Pour suivre le régime des frontières sur ses points chauds, la caravane pour la liberté de circulation et un développement juste a parcouru au printemps le Mali et le Sénégal.
Dans un article paru dans le quotidien autrichien Standard du 27 février, l’écrivain Peter Henisch critique le récent durcissement du droit des étrangers et le racisme insupportable de son pays. Il dénonce également la répression à l’encontre des militants qui s’opposent concrètement aux expulsions.

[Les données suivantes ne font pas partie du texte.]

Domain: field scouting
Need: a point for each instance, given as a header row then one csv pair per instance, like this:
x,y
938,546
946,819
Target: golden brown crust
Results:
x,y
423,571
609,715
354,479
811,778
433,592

Il exprime cette critique dans le contexte de la plainte déposée contre quatre militants accusés d’avoir filmé une expulsion dans le but supposé de commettre un sabotage pour perturber le trafic aérien, ce qu’il qualifie d’absurde. Henisch condamne la répression étatique et écrit: «Ce qu’il faudrait, ce ne sont pas seulement des enregistrements vidéo du transport de la cellule de rétention à l’aéroport, mais aussi des films sur le vol, les escales et l’arrivée d’un tel voyage. Il faudrait rendre ces documents accessibles à l’opinion publique.».

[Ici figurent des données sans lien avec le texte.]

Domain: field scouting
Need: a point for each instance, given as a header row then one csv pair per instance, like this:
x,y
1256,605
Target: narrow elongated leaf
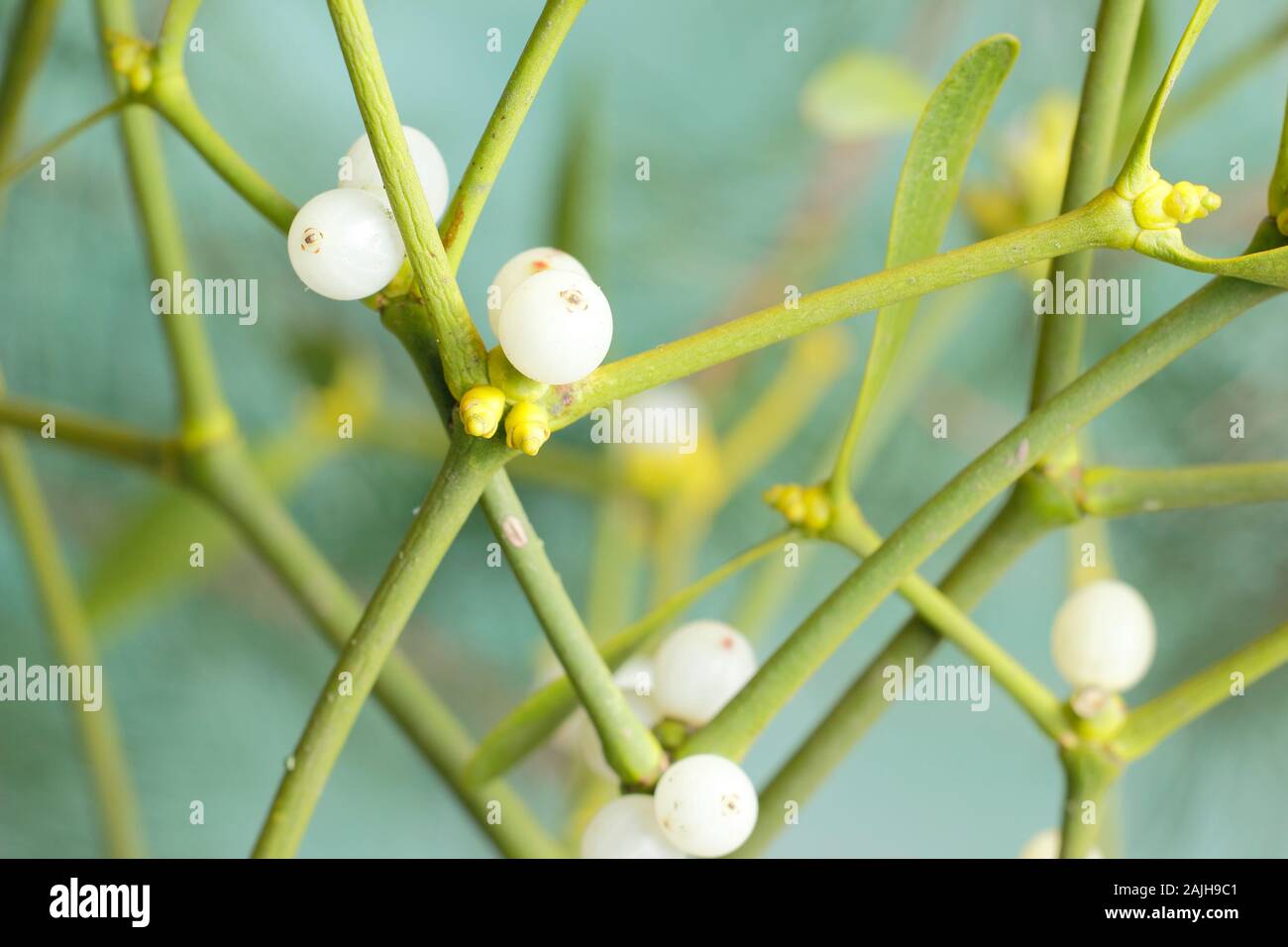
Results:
x,y
149,560
859,95
931,176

Dans les pays européens et naturellement aussi en Autriche, on connaît très mal les pratiques de refoulement, de même que les atteintes aux droits humains qu’elles entraînent. Quant au discours politique, il n’évoque pas davantage la confrontation qu’elles impliquent et ses conséquences pour les intéressés après l’expulsion.
Les migrants des pays africains doivent faire face à un manque d’intérêt insupportable pour la situation politique et économique de leur pays d’origine, aux clichés racistes et au chauvinisme des Européens nantis. Ceux-ci trouvent leur expression aussi bien dans les lois que dans le comportement des fonctionnaires chargés de les appliquer, de même que dans l’ambiance générale au sein d’une grande partie de la population.
Solidarité transfrontière
Partie de Bamako (Mali) au printemps 2011, la caravane pour la liberté de circulation et un développement juste a rejoint trois semaines plus tard Dakar (Sénégal) où se tenait le 10ème Forum Social Mondial1. Elle avait pour objectif de mettre en évidence les liens entre les causes de la migration, les conditions de vie et de travail des migrants dans leur pays «d’accueil», ainsi que le caractère raciste des législations, exclusions et expulsions. Elle visait également à renforcer les liens entre groupes antiracistes européens et africains et à élaborer des projets communs de résistance. Cette volonté est motivée par la conviction que seuls des mouvements sociaux en Europe et ailleurs, travaillant ensemble à long terme et sur un pied d’égalité, pourront changer les relations inégales dominantes. Le simple fait que depuis 1990, plus de 14.000 personnes aient perdu la vie en tentant d’atteindre l’Europe est une raison suffisante pour exiger une autre politique de migration.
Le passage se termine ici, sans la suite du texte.